Aloysius yang pertama kali mengangguk saat Maria atau Philippines meliriknya.

Tiba-tiba pintu didobrak, orang itu yang alfa selama 4 hari. “Halo gess, wah keknya w salah kelas.” tatapan tajam Dirga layangkan pada Willem.

“Elu—” mengambil bambu runcingnya dan memojokkan Willem disudut ruangan. Perbedaan tinggi seolah tidak menggetarkan si bar-bar Dirgantara.

Tanpa sadar seisi kelas memperhatikannya, Dirga tidak perduli. Kiku merasakan sesuatu menghimpit dadanya, membuat rasa sesak.

Willem yang sebenarnya masih mempunyai sedikit rasa pada mantan jajahannya itu, menyeringai balas menatap Dirga. “Tidak perlu agresif, mijn indië.”
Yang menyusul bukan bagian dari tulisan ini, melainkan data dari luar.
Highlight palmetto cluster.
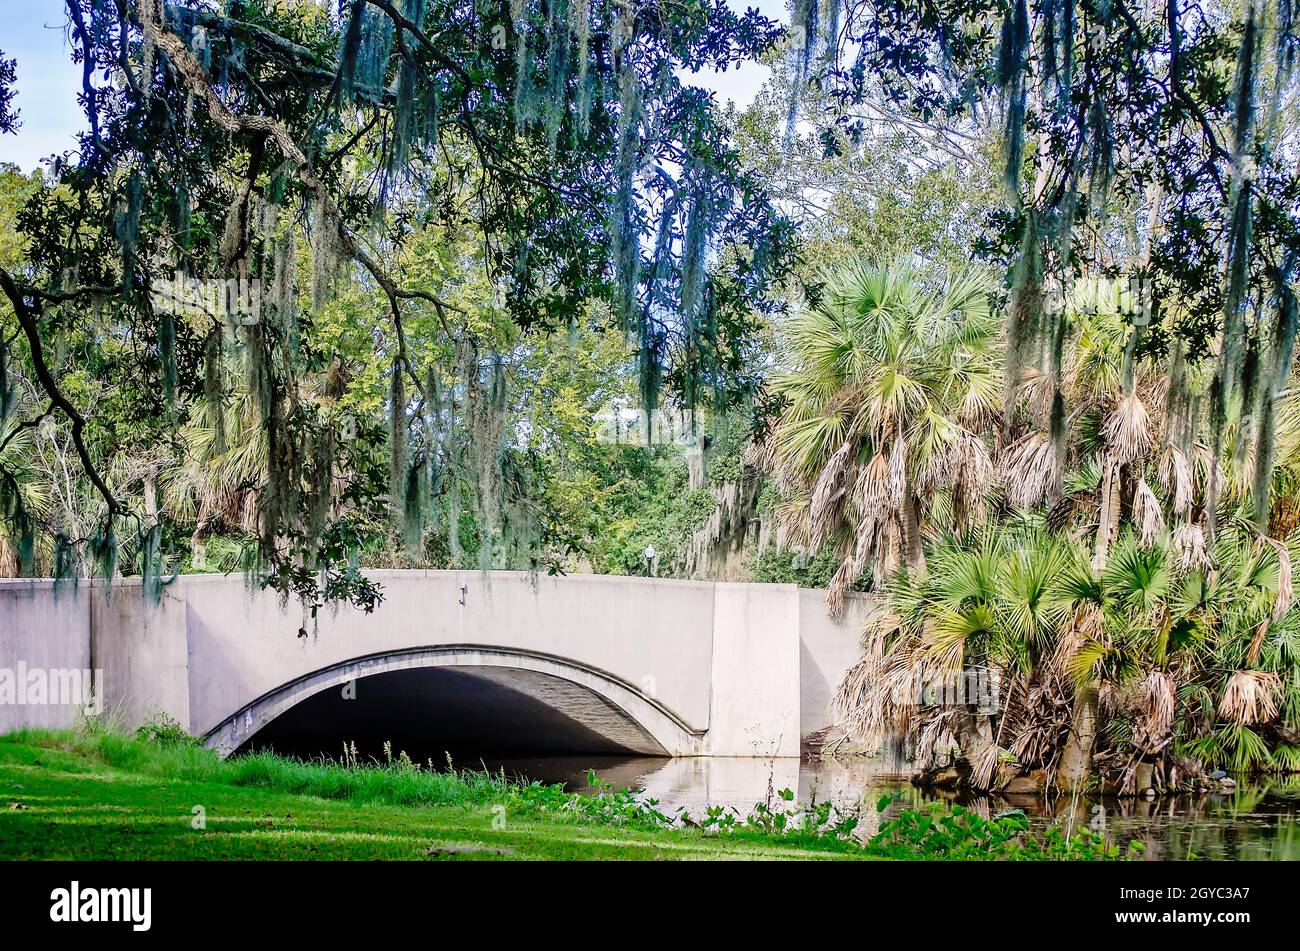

Dan detik itu juga Willem dibanting oleh Dirga. Alih-alih melerai, yang lain malah menonton dalam diam. Kecuali pemuda itu, ya Kiku Honda.

“Willem, Dirgantara. Hentikan!” bentak Arthur memijat pangkal hidungnya.

Dirga berlalu pergi, namun tangannya diraih Willem. Menariknya dalam dekapan sepihak. Tentu saja, Dirga memberontak tidak terima ulah si kompeni.

“Tenang saja, aku kembali untukmu.” lalu, dipastikan Dirga kembali membanting bahkan melempar Willem hingga dinding kelas mengalami kerusakan.

“Hentikan omong kosongmu,” bentak Dirga kesal dan tanpa bersalah duduk di kursinya seakan tidak terjadi apa-apa.

Terkekeh geli, Willem melirik Dirgantara penuh minat. Tidak menyadari Kiku menahan mati-matian untuk tidak menebas kepala Willem menggunakan katana miliknya.

“Ya ampun.” Arthur menyeruput teh berusaha menenangkan pikiran.

•••

Muak melihat Willem yang terus saja mengusiknya, namun Dirga hanya bisa diam. “Kau ini mau apa?” tanya Dirga yang hilang kesabaran.

“Mau kau menjadi milikku kembali,” jawab Willem berdiri di hadapan Dirga. Menghalangi Dirga untuk pergi dan terjebak bersama Willem.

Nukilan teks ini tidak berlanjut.